In a speech largely devoted to domestic issues, Obama touched on foreign policy, saying the U.S. commitment to Iraq has been kept and the war is coming to an end. In Afghanistan, the drawdown of U.S. forces will begin in July as the American troops have captured Taliban strongholds and trained more Afghan security forces. "Our purpose is clear -- by preventing the Taliban from re-establishing a stranglehold over the Afghan people, we will deny al-Qaida the safe haven that served as a launching pad for 9/11," Obama said. He said the U.S. stands with the people of Tunisia and all people striving for democracy.
Obama marked the end of the ban on gays serving openly in the military. "Starting this year, no American will be forbidden from serving the country they love because of who they love," the president said. Citing the change, he called on colleges to open their doors to military recruiters and ROTC.

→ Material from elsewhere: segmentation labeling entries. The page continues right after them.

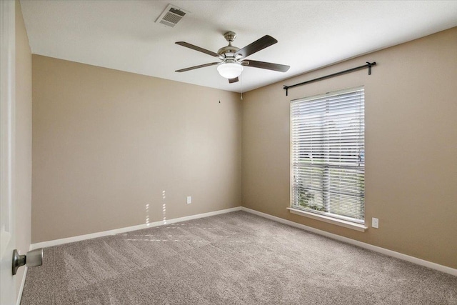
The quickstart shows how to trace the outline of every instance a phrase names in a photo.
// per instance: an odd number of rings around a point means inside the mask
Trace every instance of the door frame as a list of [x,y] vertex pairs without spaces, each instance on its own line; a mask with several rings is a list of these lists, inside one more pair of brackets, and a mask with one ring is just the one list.
[[0,1],[0,304],[16,303],[14,209],[16,0]]

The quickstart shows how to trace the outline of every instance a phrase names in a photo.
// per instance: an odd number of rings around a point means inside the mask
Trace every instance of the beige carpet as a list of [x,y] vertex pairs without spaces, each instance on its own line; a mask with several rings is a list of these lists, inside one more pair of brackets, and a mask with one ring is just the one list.
[[21,304],[457,304],[457,277],[237,211],[46,248]]

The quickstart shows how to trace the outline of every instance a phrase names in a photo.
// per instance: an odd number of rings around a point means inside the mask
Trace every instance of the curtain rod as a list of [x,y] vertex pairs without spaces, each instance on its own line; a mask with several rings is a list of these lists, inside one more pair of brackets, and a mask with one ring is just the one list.
[[325,76],[318,77],[317,79],[311,79],[311,81],[303,81],[303,83],[296,84],[294,85],[291,85],[291,86],[284,85],[283,89],[286,90],[286,96],[287,96],[288,95],[289,88],[296,87],[297,86],[306,85],[306,84],[312,83],[314,81],[322,81],[323,79],[330,79],[331,77],[338,76],[338,75],[346,74],[346,73],[352,72],[352,71],[360,70],[362,69],[368,68],[368,75],[371,75],[371,67],[376,65],[376,61],[373,61],[373,62],[366,61],[366,64],[364,64],[363,66],[360,66],[356,68],[349,69],[348,70],[341,71],[340,72],[333,73],[333,74],[326,75]]

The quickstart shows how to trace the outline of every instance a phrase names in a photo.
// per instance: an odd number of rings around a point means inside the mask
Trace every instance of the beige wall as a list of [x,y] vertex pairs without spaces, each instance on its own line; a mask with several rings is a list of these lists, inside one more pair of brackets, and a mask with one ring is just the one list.
[[[31,210],[31,53],[22,18],[16,1],[16,244],[21,254],[30,246]],[[25,269],[16,275],[16,290]]]
[[[306,60],[306,48],[303,52]],[[243,103],[243,205],[457,268],[457,28],[249,91]],[[366,69],[296,87],[376,61]],[[366,94],[364,233],[290,214],[289,101],[359,85]],[[369,220],[369,221],[368,221]]]
[[241,206],[238,94],[34,55],[33,99],[32,242]]

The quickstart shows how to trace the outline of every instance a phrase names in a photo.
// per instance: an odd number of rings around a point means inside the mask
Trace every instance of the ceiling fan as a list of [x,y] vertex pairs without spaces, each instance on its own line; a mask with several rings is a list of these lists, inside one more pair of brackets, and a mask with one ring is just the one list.
[[222,77],[228,79],[228,82],[231,84],[238,81],[238,76],[241,74],[243,66],[266,69],[268,70],[278,71],[280,72],[286,72],[290,68],[289,66],[283,64],[245,59],[245,58],[249,55],[253,54],[254,53],[278,42],[276,39],[269,35],[265,35],[263,37],[257,39],[251,44],[248,44],[243,49],[239,49],[231,45],[231,43],[236,37],[236,34],[234,32],[228,31],[224,34],[224,37],[227,41],[228,41],[228,45],[219,49],[217,53],[194,46],[194,44],[191,44],[187,42],[176,42],[176,44],[180,46],[186,46],[186,48],[192,49],[193,50],[205,53],[214,57],[218,57],[220,59],[220,61],[181,69],[175,71],[175,72],[185,72],[186,71],[204,68],[205,66],[219,65],[217,71],[219,72],[219,74],[221,74]]

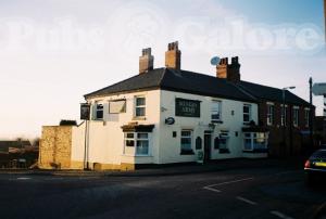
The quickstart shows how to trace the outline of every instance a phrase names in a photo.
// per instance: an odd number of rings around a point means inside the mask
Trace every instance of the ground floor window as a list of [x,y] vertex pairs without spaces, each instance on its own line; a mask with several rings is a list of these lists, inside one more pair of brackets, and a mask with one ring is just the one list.
[[228,134],[228,131],[221,131],[218,140],[220,140],[220,142],[218,142],[220,153],[229,153],[229,150],[228,150],[229,134]]
[[191,154],[192,152],[192,130],[181,130],[181,154]]
[[243,151],[265,152],[267,150],[267,132],[244,132]]
[[124,142],[125,154],[149,155],[149,133],[125,132]]

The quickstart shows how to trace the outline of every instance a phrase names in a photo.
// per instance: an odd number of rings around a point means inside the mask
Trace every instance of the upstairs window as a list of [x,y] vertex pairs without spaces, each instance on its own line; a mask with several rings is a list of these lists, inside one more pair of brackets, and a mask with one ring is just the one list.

Obama scoffed at a government in which the Interior Department oversees salmon in fresh water and Commerce handles salmon in saltwater. "And I hear it gets even more complicated once they're smoked," he joked. Obama promised to merge, consolidate and reorganize the federal government, a proposal that he would submit to Congress for a vote.
Obama acknowledged the lingering divisions from a fierce election and pleaded with Republicans and Democrats to work together, especially as they gathered just weeks after the shooting rampage in Tucson that seriously wounded Rep. Gabrielle Giffords. Many lawmakers ignored party lines and sat together for Obama's address. "What comes of this moment will be determined not by whether we can sit together tonight, but whether we can work together tomorrow," Obama said.